Shared Drawing: sketching tools for distributed design

Scott Minneman (Xerox PARC), John Tang (SMLI)

Seminar on People, Computers, and Design
Stanford University May 20, 1992

 

Over the past several years, shared drawing activity has emerged as a focus of research at Xerox PARC. Case studies of group design work, both in face-to-face and video mediated settings, initially revealed a need for providing a shared drawing capability to support distributed design work. Shared drawing activity has proven to be a topic of considerable complexity and subtlety. The talk will focus on a range of shared drawing prototypes that we have built and studied, and will show how the development of these systems has been grounded in studies of how people accomplish the social work of designing. Several prototypes will be discussed, ranging from Commune (a multi-user, computational sketching program), to VideoWhiteboard (a large- scale, video-based multi-user drawing tool). The various prototypes represent quite different approaches to supporting shared drawing activity. This variety has aided the development of both our understanding of the collaborative activity and the shared drawing prototypes themselves.

 

Scott Minneman is a researcher in the Work Practice and Technology Area at Xerox Palo Alto Research Center. He is interested in inter-disciplinary group engineering design activity, and in the development of video and computing technologies to support design activity. He received his PhD from Stanford in Mechanical Engineering, working at the Center for Design Research.
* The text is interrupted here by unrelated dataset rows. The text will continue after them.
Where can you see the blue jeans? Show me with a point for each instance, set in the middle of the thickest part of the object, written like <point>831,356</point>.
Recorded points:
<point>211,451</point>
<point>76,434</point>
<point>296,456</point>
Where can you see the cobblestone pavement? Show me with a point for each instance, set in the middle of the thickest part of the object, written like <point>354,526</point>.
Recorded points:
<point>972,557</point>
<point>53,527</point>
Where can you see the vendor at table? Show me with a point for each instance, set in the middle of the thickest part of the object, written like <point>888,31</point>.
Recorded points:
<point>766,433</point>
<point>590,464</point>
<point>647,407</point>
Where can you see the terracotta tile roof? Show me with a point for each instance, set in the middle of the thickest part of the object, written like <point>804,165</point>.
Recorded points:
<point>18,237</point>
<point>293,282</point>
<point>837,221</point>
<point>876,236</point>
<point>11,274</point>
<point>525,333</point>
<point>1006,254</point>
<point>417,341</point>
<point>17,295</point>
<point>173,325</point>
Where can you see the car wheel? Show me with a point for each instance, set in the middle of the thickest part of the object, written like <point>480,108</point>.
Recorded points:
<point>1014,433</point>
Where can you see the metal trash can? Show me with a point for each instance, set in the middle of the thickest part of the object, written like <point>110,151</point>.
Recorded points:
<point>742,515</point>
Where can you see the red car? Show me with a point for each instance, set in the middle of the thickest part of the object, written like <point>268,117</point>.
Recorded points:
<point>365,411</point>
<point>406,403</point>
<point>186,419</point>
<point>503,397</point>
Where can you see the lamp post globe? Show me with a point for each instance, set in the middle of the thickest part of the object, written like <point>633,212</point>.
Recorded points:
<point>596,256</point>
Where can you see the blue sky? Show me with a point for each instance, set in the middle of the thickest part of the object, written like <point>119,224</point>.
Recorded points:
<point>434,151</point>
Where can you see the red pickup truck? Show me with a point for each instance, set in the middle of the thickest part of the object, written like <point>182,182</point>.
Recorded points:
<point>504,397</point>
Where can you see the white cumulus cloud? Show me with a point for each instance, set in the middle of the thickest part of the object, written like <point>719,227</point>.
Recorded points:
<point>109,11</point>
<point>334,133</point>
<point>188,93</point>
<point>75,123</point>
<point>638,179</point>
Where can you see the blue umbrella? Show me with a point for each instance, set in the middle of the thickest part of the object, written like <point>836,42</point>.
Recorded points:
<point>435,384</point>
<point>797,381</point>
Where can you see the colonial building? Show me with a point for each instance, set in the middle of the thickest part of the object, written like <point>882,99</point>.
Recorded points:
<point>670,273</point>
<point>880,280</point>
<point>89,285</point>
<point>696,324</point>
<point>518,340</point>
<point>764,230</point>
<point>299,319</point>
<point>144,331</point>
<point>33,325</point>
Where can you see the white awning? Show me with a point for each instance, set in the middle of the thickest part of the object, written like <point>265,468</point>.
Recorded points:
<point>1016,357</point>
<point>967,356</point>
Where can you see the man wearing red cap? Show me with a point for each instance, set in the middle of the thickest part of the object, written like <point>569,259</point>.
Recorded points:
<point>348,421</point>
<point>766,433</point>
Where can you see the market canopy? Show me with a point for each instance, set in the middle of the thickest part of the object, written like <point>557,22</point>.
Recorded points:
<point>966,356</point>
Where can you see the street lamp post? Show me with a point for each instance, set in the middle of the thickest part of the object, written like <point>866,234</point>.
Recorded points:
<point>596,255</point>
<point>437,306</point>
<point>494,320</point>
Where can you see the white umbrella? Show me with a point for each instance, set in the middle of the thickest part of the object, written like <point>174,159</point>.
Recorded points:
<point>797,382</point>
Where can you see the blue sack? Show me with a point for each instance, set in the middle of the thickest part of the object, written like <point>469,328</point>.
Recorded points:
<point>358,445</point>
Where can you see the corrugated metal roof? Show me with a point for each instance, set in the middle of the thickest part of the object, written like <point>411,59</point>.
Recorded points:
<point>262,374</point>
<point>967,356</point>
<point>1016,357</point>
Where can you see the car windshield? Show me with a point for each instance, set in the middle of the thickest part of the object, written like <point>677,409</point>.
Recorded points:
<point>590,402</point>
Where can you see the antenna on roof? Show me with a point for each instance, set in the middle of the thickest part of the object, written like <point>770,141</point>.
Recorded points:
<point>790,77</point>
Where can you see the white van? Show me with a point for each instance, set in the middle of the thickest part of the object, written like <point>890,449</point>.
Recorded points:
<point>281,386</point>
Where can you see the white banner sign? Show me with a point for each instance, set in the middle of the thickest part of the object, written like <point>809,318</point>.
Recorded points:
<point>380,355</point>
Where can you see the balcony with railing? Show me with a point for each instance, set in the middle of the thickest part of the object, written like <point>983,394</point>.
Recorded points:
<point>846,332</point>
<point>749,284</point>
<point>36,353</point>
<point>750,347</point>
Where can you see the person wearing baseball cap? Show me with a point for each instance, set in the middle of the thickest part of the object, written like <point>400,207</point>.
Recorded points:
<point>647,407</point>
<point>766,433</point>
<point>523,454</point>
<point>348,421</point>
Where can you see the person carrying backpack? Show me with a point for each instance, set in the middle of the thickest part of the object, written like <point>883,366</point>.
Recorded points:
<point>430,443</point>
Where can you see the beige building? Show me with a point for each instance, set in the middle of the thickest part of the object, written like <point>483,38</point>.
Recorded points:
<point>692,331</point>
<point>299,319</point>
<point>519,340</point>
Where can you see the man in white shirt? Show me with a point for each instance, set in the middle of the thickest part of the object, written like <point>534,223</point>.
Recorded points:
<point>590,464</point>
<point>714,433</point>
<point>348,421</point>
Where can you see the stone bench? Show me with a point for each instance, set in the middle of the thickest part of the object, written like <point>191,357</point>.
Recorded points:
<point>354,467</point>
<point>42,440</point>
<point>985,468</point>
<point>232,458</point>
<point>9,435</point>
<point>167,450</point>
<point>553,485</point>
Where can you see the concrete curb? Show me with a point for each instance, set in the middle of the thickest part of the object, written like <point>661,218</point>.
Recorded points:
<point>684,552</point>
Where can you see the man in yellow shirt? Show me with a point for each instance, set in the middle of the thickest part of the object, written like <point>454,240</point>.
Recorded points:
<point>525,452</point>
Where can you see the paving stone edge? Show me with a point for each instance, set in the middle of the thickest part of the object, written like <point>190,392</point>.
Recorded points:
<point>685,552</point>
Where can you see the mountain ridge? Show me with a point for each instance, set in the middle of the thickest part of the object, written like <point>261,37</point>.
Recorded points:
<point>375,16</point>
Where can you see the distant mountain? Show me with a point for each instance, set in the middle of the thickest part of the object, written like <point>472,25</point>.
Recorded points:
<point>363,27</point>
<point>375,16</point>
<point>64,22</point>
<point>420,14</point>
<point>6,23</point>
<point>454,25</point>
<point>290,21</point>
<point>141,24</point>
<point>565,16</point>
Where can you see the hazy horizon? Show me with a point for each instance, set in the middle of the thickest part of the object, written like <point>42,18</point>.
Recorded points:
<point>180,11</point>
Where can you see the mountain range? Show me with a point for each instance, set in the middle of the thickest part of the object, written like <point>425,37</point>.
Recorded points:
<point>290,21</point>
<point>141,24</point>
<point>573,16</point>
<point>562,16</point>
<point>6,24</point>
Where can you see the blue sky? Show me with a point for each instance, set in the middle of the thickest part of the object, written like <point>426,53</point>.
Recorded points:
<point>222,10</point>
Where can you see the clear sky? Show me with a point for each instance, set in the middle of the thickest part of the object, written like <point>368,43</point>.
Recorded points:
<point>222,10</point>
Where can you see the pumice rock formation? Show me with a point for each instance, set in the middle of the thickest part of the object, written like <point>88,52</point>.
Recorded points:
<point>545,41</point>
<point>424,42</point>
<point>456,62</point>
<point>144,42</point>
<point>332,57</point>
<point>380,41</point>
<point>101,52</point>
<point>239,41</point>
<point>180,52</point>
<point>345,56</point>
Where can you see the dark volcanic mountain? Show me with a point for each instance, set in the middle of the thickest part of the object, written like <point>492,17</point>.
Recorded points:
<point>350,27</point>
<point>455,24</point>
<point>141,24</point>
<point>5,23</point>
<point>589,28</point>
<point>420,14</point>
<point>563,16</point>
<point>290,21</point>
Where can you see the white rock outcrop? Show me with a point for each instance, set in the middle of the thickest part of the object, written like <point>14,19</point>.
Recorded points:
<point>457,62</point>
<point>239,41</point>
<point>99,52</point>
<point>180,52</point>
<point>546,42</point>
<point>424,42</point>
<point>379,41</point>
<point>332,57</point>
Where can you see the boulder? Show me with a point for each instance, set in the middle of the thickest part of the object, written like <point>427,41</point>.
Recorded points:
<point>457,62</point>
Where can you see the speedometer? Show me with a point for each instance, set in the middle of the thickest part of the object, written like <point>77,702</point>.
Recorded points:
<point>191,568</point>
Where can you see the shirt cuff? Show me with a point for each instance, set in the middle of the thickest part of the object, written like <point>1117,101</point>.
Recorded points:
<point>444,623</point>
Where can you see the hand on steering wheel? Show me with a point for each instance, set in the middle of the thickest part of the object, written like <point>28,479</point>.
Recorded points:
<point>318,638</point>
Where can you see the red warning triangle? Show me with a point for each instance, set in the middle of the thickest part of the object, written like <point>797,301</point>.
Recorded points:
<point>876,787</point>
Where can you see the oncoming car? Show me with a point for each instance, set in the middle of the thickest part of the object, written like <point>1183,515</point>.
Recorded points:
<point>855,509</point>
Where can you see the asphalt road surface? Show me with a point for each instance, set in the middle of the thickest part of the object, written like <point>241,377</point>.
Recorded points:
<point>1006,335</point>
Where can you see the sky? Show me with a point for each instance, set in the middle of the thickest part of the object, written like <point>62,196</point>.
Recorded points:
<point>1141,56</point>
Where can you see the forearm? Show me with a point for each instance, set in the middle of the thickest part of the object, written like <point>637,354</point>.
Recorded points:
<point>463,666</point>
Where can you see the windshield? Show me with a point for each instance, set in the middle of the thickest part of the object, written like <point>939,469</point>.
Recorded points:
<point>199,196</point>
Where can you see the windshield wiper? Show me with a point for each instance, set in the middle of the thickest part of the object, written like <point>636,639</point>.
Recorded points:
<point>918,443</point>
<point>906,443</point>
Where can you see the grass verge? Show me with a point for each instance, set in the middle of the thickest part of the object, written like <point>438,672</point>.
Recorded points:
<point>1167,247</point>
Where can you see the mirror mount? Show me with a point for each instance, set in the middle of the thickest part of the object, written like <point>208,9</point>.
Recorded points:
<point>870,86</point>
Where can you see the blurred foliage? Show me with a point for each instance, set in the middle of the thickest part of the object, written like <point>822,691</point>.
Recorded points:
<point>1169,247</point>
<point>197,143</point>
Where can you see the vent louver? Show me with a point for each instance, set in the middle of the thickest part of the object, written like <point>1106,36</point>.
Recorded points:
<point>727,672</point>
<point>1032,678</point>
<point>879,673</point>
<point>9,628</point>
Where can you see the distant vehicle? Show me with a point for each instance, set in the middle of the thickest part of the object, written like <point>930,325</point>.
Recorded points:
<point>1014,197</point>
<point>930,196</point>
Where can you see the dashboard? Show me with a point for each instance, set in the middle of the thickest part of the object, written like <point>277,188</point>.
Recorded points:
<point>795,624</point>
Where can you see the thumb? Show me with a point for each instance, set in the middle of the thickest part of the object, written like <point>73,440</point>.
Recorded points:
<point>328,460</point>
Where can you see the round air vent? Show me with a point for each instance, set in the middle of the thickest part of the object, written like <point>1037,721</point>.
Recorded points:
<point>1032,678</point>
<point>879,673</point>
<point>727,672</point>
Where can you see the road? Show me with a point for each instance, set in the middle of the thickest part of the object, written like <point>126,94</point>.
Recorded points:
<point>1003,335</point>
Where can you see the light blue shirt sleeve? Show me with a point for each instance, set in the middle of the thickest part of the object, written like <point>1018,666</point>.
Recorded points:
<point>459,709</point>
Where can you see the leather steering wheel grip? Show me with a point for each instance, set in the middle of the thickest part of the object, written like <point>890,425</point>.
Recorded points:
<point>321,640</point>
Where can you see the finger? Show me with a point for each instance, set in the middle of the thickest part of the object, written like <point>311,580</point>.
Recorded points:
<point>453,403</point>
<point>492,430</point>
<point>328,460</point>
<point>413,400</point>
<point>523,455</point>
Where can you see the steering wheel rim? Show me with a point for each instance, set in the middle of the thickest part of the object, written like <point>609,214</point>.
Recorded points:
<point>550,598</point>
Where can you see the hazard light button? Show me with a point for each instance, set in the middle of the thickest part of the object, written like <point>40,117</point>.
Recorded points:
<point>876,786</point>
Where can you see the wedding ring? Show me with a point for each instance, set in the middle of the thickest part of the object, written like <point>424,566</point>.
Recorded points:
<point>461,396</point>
John Tang currently works in the Conferencing and Collaboration group at Sun Microsystems Laboratories, Inc. on the development of desktop conferencing technology. His research interests include studies of use of multimedia, collaborative technology. His Ph.D. thesis (sponsored by Xerox PARC at CDR) studied the work activity of design teams, and was applied to the development and study of several prototype shared drawing tools at Xerox PARC.